Yale, 220 pp., $6.00

M. de Jouvenel is a writer of great historical learning, political imagination, and literary force. He is, I think, the ablest recent representative of a tradition of French libertarian thought stretching from Montesquieu and Rousseau through Royer-Collard and Benjamin Constant to Alexis de Tocqueville. It is not surprising therefore that in a period notable for its inability to produce political philosophies in the classical manner, works such as On Power and its sequel, Sovereignty, should find an eager audience. Nevertheless, M. de Jouvenel's reading of history is so myopic, his dialectical confusions so serious, and his political nostrums so inapropos that the large claims often made for him cannot be sustained.

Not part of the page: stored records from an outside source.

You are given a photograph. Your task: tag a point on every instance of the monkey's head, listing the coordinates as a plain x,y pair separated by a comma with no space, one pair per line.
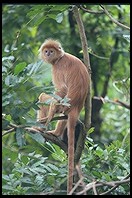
51,51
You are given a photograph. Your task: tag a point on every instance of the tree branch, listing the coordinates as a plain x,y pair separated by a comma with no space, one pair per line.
87,63
114,20
90,11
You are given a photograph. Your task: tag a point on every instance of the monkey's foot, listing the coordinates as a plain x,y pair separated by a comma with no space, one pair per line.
53,132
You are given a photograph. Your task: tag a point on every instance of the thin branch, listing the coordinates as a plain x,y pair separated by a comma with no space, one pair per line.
112,183
86,62
114,20
90,11
116,102
8,131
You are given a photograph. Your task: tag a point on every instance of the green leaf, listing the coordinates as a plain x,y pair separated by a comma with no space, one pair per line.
91,130
20,137
38,137
59,17
19,68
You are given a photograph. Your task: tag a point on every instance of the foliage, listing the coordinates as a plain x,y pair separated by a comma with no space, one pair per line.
30,164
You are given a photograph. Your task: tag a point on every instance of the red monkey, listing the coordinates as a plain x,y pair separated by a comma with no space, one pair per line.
71,79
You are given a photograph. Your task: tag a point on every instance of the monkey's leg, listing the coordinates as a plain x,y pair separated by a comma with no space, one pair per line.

Indeed, I suspect that his admirers are attracted by his ideological tendencies as much as they are by his philosophical gifts: for M. de Jouvenel is an unrelenting critic of democracy, socialism, and every form of modern 'radicalism,' and his typical admirers are notable more for their political allegiances than they are for their devotion to philosophy. If the democratic Prince requires an anguished aristocrat as his court philosopher he would do better to call Tocqueville to the post. For Tocqueville offers a juster analysis of the problems involved in plucking the flower of liberty from the nettle of equality.